Kurz darauf ging ich von Berlin weg, besagter Schauspieler wechselte bald ans Burgtheater. So ergab sich keine Gelegenheit, erneut aufeinanderzutreffen. Ich hatte ihn längst vergessen, dachte ich. Und doch wirkte seine Stimme nach, erfüllte mich noch Jahre später mit Unbehagen, ohne dass mir die Ursache bewusst war.
Diese Erkenntnis hat mich anfangs völlig irritiert. War ich nachtragend gewesen? Hatte ich gegenüber dem britischen Schauspieler Vorurteile gehabt? Von beidem konnte ich mich schnell exkulpieren, schliesslich war meine Aversion kein Akt bewussten, reflektierten Denkens oder Handelns. Ich war instinktiv einem bioakustischen Signal gefolgt, das sich nach einer negativen Erfahrung tief verankert hatte und mich nun warnte: Vorsicht!.

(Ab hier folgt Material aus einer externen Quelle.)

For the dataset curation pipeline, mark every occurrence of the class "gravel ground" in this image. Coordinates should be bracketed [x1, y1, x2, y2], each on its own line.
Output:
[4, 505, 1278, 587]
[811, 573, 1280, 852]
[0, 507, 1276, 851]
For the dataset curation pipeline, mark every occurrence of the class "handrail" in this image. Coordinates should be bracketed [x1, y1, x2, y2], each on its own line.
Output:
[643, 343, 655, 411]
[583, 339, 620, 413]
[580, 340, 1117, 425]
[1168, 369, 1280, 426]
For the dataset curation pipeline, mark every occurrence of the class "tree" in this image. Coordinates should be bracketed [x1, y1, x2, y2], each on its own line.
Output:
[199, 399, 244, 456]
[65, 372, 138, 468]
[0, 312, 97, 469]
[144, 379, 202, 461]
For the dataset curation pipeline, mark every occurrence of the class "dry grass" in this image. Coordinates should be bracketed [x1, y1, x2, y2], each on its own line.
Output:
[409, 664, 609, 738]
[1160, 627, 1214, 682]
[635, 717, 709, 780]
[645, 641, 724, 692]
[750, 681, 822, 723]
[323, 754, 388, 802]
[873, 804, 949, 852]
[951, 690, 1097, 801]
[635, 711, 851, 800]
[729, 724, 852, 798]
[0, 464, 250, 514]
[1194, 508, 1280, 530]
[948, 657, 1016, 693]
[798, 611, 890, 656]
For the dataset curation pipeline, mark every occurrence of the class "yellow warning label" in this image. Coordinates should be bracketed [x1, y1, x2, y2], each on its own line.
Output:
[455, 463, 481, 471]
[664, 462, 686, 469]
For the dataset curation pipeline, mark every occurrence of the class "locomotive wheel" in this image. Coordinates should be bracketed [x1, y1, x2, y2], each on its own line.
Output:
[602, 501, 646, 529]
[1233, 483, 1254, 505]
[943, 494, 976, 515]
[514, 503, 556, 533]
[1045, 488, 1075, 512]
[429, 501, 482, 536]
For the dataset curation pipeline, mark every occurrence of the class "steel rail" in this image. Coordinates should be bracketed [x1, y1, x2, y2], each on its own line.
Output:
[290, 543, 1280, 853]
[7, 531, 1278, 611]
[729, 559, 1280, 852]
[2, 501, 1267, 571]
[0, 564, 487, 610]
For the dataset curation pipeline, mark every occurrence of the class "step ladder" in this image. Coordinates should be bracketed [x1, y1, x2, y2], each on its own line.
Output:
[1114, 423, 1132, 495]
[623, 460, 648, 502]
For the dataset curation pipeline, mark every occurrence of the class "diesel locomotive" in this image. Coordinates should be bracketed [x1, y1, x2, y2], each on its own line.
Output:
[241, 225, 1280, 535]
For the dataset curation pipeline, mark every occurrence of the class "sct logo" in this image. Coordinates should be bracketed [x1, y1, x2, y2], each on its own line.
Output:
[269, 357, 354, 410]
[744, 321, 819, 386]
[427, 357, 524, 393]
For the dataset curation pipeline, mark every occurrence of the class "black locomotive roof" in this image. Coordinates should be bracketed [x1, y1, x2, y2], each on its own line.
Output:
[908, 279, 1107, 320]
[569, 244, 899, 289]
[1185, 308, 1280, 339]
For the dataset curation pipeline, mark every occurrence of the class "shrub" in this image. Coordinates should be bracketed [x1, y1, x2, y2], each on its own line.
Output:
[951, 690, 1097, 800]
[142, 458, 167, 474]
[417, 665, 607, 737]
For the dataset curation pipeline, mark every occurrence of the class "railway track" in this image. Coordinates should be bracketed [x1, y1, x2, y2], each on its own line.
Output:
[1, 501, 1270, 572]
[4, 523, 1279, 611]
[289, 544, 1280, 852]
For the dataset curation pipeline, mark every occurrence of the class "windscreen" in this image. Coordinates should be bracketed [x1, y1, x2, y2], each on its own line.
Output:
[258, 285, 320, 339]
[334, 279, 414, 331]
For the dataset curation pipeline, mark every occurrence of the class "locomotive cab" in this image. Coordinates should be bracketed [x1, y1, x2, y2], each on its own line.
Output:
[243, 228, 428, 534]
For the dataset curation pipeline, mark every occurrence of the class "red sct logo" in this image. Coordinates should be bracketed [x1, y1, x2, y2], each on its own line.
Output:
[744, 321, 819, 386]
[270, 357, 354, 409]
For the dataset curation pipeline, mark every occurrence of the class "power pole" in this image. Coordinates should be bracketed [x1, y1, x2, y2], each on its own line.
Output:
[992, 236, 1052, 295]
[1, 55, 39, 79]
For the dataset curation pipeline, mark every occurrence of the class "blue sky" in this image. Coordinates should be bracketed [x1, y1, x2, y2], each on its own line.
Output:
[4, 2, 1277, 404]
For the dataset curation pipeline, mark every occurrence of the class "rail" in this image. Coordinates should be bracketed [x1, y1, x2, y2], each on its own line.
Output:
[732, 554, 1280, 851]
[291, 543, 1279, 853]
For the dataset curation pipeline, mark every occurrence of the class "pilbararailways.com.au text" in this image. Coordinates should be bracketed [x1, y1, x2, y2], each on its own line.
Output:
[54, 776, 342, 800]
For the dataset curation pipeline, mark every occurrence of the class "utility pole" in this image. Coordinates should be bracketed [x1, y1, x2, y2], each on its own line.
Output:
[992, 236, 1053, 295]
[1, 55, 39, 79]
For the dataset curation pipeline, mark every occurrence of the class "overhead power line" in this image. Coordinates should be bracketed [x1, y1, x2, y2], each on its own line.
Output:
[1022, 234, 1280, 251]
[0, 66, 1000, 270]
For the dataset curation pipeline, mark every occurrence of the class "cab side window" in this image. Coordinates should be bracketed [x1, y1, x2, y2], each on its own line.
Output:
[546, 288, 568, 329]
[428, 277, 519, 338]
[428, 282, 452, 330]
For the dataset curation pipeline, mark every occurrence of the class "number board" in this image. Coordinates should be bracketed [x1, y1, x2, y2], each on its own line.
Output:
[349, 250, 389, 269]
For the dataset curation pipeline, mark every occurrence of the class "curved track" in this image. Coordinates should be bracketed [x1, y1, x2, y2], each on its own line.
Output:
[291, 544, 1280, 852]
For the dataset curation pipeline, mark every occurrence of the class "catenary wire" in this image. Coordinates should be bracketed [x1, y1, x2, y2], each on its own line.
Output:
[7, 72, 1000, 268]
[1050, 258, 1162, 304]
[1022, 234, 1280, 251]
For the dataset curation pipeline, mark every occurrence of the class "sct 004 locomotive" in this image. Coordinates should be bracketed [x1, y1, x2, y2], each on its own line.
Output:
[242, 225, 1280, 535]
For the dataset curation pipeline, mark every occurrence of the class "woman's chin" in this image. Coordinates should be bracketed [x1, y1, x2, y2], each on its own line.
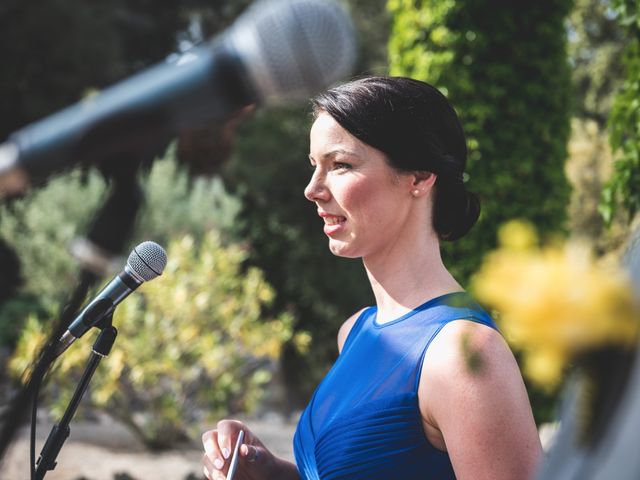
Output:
[328, 239, 360, 258]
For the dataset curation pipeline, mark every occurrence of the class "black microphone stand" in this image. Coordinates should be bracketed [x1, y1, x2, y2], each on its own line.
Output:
[34, 314, 117, 480]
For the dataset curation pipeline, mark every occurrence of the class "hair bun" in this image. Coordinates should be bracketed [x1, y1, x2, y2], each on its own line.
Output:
[434, 186, 480, 241]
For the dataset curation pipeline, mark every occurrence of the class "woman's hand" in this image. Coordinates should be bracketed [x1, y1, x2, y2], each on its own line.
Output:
[202, 419, 299, 480]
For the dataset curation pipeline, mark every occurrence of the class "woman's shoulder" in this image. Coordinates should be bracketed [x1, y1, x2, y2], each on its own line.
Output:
[420, 321, 528, 425]
[420, 319, 514, 393]
[337, 307, 369, 353]
[418, 319, 542, 478]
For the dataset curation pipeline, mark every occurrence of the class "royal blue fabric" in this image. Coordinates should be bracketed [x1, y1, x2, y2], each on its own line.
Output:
[293, 292, 497, 480]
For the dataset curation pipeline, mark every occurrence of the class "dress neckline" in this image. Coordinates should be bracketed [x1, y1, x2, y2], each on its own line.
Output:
[372, 291, 468, 328]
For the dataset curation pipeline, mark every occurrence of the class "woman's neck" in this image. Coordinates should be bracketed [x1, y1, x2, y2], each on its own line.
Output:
[363, 232, 463, 324]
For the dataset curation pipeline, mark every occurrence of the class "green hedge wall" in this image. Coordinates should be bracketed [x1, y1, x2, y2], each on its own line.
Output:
[388, 0, 573, 282]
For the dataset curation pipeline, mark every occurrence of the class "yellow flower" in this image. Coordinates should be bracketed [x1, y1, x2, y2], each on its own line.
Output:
[525, 349, 566, 389]
[472, 221, 640, 389]
[497, 220, 538, 251]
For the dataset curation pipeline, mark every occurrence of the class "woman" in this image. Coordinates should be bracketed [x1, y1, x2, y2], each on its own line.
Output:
[202, 76, 542, 480]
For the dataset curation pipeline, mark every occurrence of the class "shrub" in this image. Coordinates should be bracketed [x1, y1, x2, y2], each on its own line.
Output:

Dem selbst vollzogenen Freispruch folgten jedoch andere Gedanken. Warum wird mein Verhalten derart unkontrolliert gesteuert? Was machen Stimmen eigentlich mit uns? Wie wirken sie auf uns? Schenkt man einer angenehmen Stimme mehr Vertrauen, unabhängig vom Gesagten? Welchen Einfluss hat die auditive Wahrnehmung? Sie ist stärker als vermutet und vermag uns massiv zu täuschen, das bestätigen Neurowissenschaftler und Psychoakustiker. Deshalb: «Schärft Eure Sinne, übt hören!»